Big Data/Data Analytics Performance and Scalability: Opportunities for Performance Modelling Data Analytics Platforms and Applications

Big Data/Data Analytics Performance and Scalability: Opportunities for Performance Modelling Data Analytics Platforms and Applications

Paul Brebner, Draft V1 February 2016, Draft V2 April 2017

Data Analytics and Performance Modelling

My last 10 years R&D with NICTA and then start-up CTO experience resulted in a Software Performance Modelling technology, which is itself an example of data analytics.  The most recent innovation is the ability to automatically build performance models from software monitoring data (lots of it).   Our processing pipeline (and experience with client technologies) includes commercial and open source data analytics tools (e.g. SPLUNK, Hive, R, Cassandra, Amazon cloud, etc).

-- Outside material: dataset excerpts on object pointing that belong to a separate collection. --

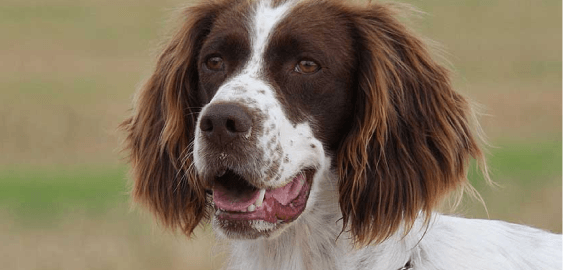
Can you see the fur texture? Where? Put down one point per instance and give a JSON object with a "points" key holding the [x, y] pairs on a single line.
{"points": [[315, 134]]}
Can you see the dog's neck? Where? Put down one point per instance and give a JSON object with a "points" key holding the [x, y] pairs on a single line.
{"points": [[316, 242]]}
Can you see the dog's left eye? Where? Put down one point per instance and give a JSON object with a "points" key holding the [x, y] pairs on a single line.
{"points": [[307, 67], [215, 63]]}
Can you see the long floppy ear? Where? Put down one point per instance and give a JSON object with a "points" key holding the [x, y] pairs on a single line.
{"points": [[161, 130], [411, 141]]}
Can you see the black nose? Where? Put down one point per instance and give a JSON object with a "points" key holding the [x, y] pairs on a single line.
{"points": [[221, 123]]}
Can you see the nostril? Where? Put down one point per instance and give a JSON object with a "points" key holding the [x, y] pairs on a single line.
{"points": [[231, 125], [206, 124], [224, 122]]}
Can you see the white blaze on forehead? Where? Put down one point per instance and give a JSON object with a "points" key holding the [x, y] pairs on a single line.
{"points": [[265, 21], [287, 147]]}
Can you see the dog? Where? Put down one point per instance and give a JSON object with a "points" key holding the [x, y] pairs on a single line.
{"points": [[315, 134]]}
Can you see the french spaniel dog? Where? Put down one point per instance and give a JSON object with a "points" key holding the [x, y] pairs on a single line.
{"points": [[315, 134]]}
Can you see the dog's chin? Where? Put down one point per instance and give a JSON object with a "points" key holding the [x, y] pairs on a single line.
{"points": [[260, 213]]}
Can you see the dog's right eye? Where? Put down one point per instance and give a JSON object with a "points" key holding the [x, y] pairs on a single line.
{"points": [[215, 63]]}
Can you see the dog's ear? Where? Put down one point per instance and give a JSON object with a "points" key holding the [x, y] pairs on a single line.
{"points": [[411, 140], [159, 134]]}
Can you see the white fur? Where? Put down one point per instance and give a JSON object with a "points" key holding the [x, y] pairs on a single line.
{"points": [[311, 241], [447, 243]]}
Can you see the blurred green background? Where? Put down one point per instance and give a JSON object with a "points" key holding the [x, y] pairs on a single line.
{"points": [[69, 68]]}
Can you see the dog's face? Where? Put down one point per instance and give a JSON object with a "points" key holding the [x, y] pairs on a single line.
{"points": [[277, 100], [255, 106]]}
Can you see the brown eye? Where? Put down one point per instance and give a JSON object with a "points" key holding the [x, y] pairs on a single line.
{"points": [[307, 67], [215, 63]]}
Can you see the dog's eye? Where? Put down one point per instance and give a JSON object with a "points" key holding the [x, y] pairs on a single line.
{"points": [[215, 63], [306, 67]]}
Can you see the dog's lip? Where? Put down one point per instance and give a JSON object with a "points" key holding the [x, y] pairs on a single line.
{"points": [[282, 204]]}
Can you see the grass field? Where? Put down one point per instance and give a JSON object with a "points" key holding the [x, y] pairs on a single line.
{"points": [[68, 70]]}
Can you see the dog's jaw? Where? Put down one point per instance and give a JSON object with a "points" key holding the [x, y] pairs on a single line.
{"points": [[272, 154]]}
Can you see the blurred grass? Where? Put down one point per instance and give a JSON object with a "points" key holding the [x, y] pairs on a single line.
{"points": [[68, 70]]}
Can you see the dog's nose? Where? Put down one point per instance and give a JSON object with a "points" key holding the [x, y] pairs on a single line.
{"points": [[221, 123]]}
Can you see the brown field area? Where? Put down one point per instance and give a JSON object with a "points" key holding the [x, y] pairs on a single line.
{"points": [[68, 70]]}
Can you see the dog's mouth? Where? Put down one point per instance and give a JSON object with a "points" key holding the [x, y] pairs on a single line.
{"points": [[236, 199]]}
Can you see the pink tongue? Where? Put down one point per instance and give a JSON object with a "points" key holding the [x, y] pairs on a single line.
{"points": [[284, 195]]}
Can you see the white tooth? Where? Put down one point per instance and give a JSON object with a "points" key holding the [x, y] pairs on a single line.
{"points": [[260, 199]]}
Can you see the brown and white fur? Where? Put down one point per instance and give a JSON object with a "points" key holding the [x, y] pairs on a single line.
{"points": [[335, 107]]}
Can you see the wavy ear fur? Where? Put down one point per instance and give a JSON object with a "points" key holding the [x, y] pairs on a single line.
{"points": [[160, 132], [411, 140]]}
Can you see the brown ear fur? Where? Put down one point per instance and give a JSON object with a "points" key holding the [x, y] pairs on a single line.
{"points": [[160, 132], [411, 141]]}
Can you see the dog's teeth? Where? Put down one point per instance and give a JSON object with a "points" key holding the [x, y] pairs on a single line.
{"points": [[260, 199]]}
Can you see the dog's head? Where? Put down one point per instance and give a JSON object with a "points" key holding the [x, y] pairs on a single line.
{"points": [[253, 103]]}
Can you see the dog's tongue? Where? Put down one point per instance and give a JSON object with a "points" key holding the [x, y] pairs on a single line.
{"points": [[240, 202]]}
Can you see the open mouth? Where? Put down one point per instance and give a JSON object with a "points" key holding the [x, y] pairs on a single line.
{"points": [[235, 199]]}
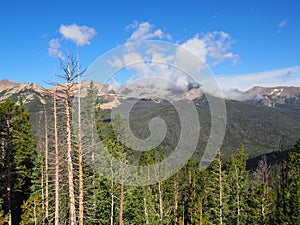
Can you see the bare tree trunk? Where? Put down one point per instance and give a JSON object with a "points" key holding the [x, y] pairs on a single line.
{"points": [[9, 201], [56, 214], [238, 196], [176, 192], [80, 158], [112, 195], [69, 149], [34, 212], [46, 171], [146, 210], [121, 197]]}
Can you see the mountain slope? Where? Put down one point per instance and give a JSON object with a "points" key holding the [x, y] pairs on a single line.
{"points": [[249, 120]]}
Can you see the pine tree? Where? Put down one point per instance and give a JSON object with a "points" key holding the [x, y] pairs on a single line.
{"points": [[17, 154], [214, 205], [260, 201], [237, 188]]}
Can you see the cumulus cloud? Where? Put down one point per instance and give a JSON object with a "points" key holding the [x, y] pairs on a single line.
{"points": [[81, 35], [145, 31], [54, 49], [281, 77], [115, 62], [210, 48]]}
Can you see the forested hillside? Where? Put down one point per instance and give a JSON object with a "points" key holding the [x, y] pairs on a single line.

·       I have recently applied automatic performance modelling to a client problem (Department of Immigration, Visa Risk System) involving predicting real time analytics performance and scalability issues due to code changes during their DevOps lifecycle.

·       Some recent published research concludes that there are potentially big problems but also significant opportunities with the performance and scalability of Big Data/Data Analytics.  Some problems run up to 10 times slower with different configurations.  Some problems just won’t run at all on given infrastructure. Other problems will cost more to solve. 

·       Apache Spark was motivated/invented through performance modelling of previous approaches TODO track down the paper again, here are some on performance modelling Spark:

http://ieeexplore.ieee.org/document/7336160/


And this one (not modelling) on performance:

https://www.usenix.org/system/files/conference/nsdi15/nsdi15-paper-ousterhout.pdf



·       Some previous colleagues and co-authors have published in this area including Professor Wolfgang Emmerich on Data Analytics for business innovation, and Ian Gorton on Data Analytics Architecture:

An example of Performance Modelling for Data Analytics

·       Following is a simple example data analytics performance model.  It shows the impact on total time and cost for a DataAnalytics problem with performance data borrowed from a publication.  The problem is a MapReduce problem with 1TB input data, 100 cores available, and running on a public cloud such as Amazon EC2 at 10c/core/hour. 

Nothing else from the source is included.